Population structure and genetic differentiation associated with breeding history and selection in tomato (Solanum lycopersicum L.)

Abstract

Tomato (Solanum lycopersicum L.) has undergone intensive selection during and following domestication. We investigated population structure and genetic differentiation within a collection of 70 tomato lines representing contemporary (processing and fresh-market) varieties, vintage varieties and landraces. The model-based Bayesian clustering software, STRUCTURE, was used to detect subpopulations. Six independent analyses were conducted using all marker data (173 markers) and five subsets of markers based on marker type (single-nucleotide polymorphisms, simple sequence repeats and insertion/deletions) and location (exon and intron sequences) within genes. All of these analyses consistently separated four groups predefined by market niche and age into distinct subpopulations. Furthermore, we detected at least two subpopulations within the processing varieties. These subpopulations correspond to historical patterns of breeding conducted for specific production environments.
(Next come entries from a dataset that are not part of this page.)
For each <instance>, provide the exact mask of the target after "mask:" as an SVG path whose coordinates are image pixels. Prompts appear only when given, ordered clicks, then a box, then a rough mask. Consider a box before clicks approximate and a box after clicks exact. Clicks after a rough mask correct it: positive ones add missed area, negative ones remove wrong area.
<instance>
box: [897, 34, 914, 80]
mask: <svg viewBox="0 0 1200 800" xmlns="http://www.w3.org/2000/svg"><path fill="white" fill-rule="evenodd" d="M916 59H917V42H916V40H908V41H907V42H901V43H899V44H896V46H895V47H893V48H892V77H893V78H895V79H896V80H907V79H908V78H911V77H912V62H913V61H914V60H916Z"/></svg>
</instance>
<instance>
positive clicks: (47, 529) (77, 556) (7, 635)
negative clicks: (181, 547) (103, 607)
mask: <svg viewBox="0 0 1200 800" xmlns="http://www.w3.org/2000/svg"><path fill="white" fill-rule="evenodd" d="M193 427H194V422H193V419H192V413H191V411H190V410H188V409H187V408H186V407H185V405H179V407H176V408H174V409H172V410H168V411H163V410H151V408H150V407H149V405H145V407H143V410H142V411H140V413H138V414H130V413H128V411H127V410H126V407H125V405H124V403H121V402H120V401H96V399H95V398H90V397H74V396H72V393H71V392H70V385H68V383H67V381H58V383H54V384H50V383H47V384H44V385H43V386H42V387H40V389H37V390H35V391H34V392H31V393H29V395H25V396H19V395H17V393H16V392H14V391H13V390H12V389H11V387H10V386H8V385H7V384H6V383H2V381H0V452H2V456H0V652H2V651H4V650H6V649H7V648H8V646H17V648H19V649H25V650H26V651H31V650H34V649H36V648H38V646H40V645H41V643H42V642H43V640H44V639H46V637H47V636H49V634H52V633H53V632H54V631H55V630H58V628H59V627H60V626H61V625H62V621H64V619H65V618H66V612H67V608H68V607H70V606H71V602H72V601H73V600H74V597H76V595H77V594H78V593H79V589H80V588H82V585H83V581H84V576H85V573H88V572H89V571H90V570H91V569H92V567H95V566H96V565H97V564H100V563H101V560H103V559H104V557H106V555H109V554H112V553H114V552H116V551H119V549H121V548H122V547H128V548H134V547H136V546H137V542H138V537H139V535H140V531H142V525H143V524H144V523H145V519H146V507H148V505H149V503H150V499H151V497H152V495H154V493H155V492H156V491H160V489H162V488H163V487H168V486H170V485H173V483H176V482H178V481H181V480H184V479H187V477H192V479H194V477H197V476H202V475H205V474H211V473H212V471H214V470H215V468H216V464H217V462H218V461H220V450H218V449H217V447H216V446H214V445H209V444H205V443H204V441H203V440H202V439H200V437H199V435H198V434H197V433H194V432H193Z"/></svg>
We found no subpopulation within fresh-market varieties, vintage varieties and landraces when using all marker data. High levels of admixture were shown in several varieties representing a transition in the demarcation between processing and fresh-market breeding. The genetic clustering detected by using the STRUCTURE software was confirmed by two statistics, pairwise F(st) (θ) and Nei's standard genetic distance. We also identified a total of 19 loci under positive selection between processing, fresh-market and vintage germplasm by using an F(st)-outlier method based on the deviation from the expected distribution of F(st) and heterozygosity. The markers and genome locations we identified are consistent with known patterns of selection and linkage to traits that differentiate the market classes. These results demonstrate how human selection through breeding has shaped genetic variation within cultivated tomato.

Figure 1

Inferred population structure in a collection of tomato germplasm (28 processing varieties, 19 fresh-market varieties, 19 vintage varieties and 4 landraces) using the model-based program STRUCTURE (Pritchard et al., 2000). Results shown are for K=5 and 6 subpopulations. y-axis in figure indicates the estimated membership coefficients for each individual. Each variety's genome is represented by a single vertical line, which is partitioned into colored segments in proportion to the estimated membership in the five or six subpopulations. Black line separates individuals of four predefined groups. The landrace is represented by LR in figure. (a) all 173 markers, (b) 89 expressed-sequence markers, (c) 84 intron-sequence markers, (d) 87 SNP markers, (e) 52 SSR markers and (f) 34 InDel markers.

Figure 2

Distribution of pairwise F_st (θ) for 173 loci between three subpopulations of cultivated tomato varieties.